No blogging in the last week.  On Monday 6th January I had a brand new and rather expensive Dell G5 Inspiron 5090 desktop delivered, with screen. I spent the week trying to set it up.  It’s time-consuming, isn’t it!  Sadly by the end of the week I had determined that there was a problem with it.  After three frustrating days of dealing with Dell, I have been promised a refund, and I have just finished boxing it up this evening for a return.  The nature of the problem makes clear that the unit was never tested or inspected at the factory.  It is a beautiful-looking machine.  But there is no getting around carelessness at the factory.  Nor is it possible to remedy matters when nobody at Dell speaks English as a first language.  I shall have to look for another machine; but I can’t face that for a week or two.

This week I have been working on the new Latin programme.  I feel that it  needs a kind of context-sensitive pop-up help.  The brief display of grammar is fine.  But sometimes you need examples, and a page or so of text.  The Eclipse, the editor used for Java software development, has such a feature in its intellisense, and I have patterned it on this.  It’s a devil to debug mouse movements, however!

As part of this, I have been taking Morwood’s Oxford Latin Grammar to bed with me, and absorbing some of the syntax.  It’s a remarkably concise guide, yet useful as well.  However it is too brief sometimes.  The old Allen and Greenough grammar still has much to offer, while being fuller, and I bought a copy of this in printed form, for bedside reading.

I also had a go at finding a printed Latin bible.  I thought that it might be nice to read some of the psalms, or the gospels, in Latin.  Your Latin always improves if you use it to read stuff.  But all I can find is complete copies of the Vulgate, and at a  massive price – $50 or more.  I had expected that there would be a glut of these, from Catholic churches.  But it seems not.  Maybe I should produce something myself!
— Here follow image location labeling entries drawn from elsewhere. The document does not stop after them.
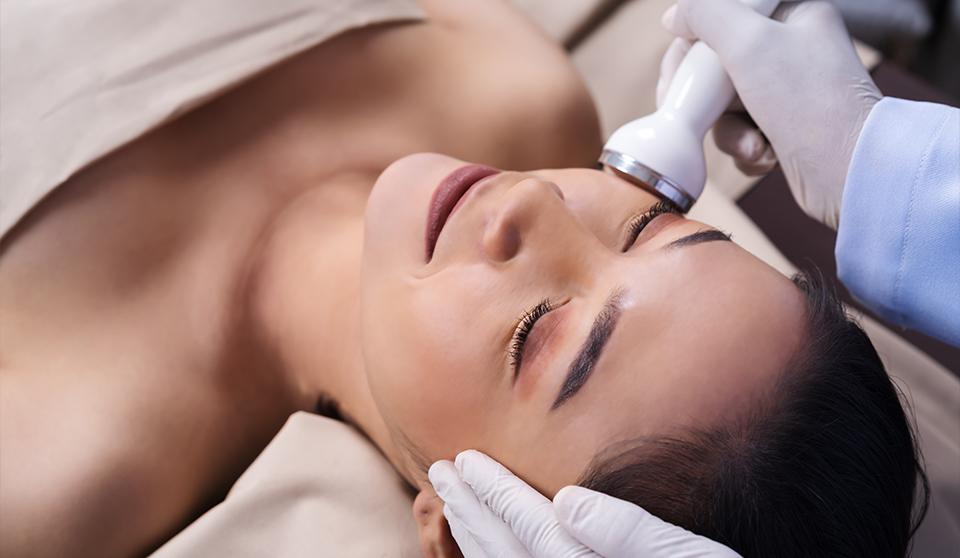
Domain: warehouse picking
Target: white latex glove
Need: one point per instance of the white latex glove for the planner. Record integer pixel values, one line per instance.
(494, 514)
(799, 78)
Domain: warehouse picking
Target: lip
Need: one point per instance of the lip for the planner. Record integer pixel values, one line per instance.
(449, 192)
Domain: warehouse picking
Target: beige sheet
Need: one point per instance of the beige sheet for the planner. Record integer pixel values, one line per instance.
(81, 78)
(70, 94)
(319, 489)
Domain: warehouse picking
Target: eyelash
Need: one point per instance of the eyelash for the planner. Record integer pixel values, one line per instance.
(520, 333)
(638, 222)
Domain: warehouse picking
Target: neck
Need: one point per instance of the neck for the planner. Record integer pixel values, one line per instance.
(305, 302)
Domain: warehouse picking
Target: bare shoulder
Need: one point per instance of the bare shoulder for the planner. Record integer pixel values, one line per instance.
(476, 80)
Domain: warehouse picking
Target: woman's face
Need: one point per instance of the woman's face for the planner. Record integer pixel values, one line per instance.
(628, 339)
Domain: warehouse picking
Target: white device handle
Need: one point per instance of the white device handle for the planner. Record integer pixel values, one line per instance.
(701, 90)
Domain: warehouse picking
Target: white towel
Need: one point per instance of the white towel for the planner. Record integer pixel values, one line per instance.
(80, 79)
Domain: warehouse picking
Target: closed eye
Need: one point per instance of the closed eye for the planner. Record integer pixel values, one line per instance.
(639, 222)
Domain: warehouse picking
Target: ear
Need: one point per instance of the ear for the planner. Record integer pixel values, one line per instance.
(435, 538)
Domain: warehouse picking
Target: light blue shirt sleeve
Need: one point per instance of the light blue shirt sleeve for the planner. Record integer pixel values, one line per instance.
(898, 243)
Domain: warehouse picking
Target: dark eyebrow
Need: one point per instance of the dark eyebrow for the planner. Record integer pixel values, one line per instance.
(699, 237)
(585, 361)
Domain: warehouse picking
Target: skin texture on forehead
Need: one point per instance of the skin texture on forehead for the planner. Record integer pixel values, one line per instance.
(703, 330)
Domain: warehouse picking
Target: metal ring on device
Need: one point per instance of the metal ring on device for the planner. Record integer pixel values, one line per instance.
(649, 178)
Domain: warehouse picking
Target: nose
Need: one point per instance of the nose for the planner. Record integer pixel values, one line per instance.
(528, 202)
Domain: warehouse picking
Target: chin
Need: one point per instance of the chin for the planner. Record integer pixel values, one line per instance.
(396, 215)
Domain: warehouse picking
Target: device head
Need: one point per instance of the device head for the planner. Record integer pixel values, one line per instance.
(661, 154)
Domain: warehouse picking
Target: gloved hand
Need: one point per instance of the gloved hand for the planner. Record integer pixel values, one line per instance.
(494, 514)
(801, 81)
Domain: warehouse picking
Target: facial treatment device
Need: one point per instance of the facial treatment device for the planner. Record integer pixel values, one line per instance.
(663, 152)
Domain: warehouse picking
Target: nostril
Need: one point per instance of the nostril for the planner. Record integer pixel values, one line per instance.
(501, 239)
(537, 184)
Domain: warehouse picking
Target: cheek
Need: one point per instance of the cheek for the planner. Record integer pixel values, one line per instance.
(428, 364)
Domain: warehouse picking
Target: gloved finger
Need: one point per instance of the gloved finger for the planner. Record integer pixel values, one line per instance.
(528, 513)
(737, 136)
(615, 528)
(487, 532)
(725, 25)
(668, 65)
(468, 546)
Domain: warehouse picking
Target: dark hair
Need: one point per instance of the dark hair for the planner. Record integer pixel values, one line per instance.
(827, 466)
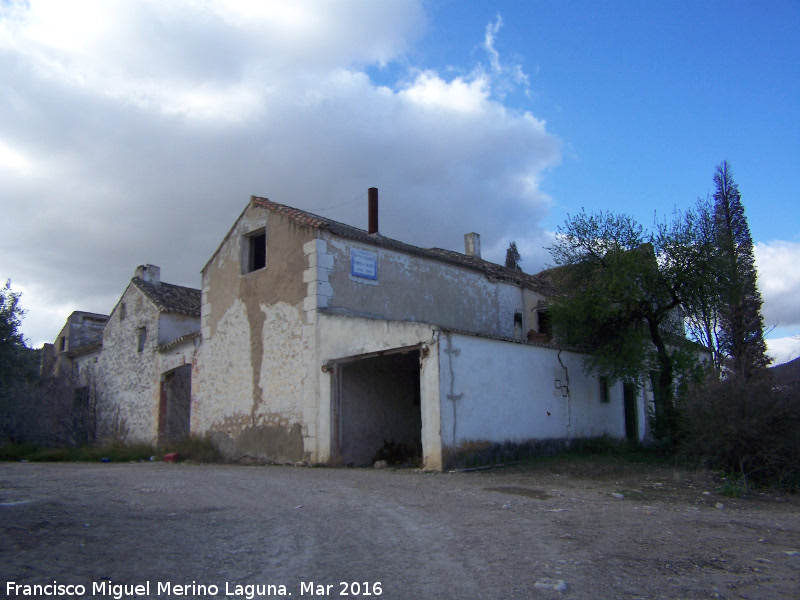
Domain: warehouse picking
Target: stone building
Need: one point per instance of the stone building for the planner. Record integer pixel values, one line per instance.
(325, 342)
(78, 343)
(145, 367)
But I leave the best for last.  This evening I have learned that Matthew R Crawford together with Aaron P. Johnson has completed a draft translation into English of the whole of what exists of Cyril of Alexandria’s Contra Julianum.  This was a point-by-point refutation, with verbatim quotation, of Julian the Apostate’s polemic Against the Galileans (i.e. the Christians – isn’t it odd how those opposed to Christians so often have to rewrite history?), in at least 20 books.  But only books 1-10 survive, plus a few fragments of later books.  It’s a fascinating work, and I hope that the translation is written in such a way that we can read it and follow Cyril’s thought, rather than use it as a “crib” for the Greek.  It will take them a couple more years to get it fit to publish, however.  Cyril’s Greek is diffuse and hard to render.  This was probably a useful characteristic in political terms – how do you criticise someone when you can’t understand? – but not great for us.  It’s a truly valuable thing to do.  It will kick-start a world of scholarship on the late 4th/early 5th century.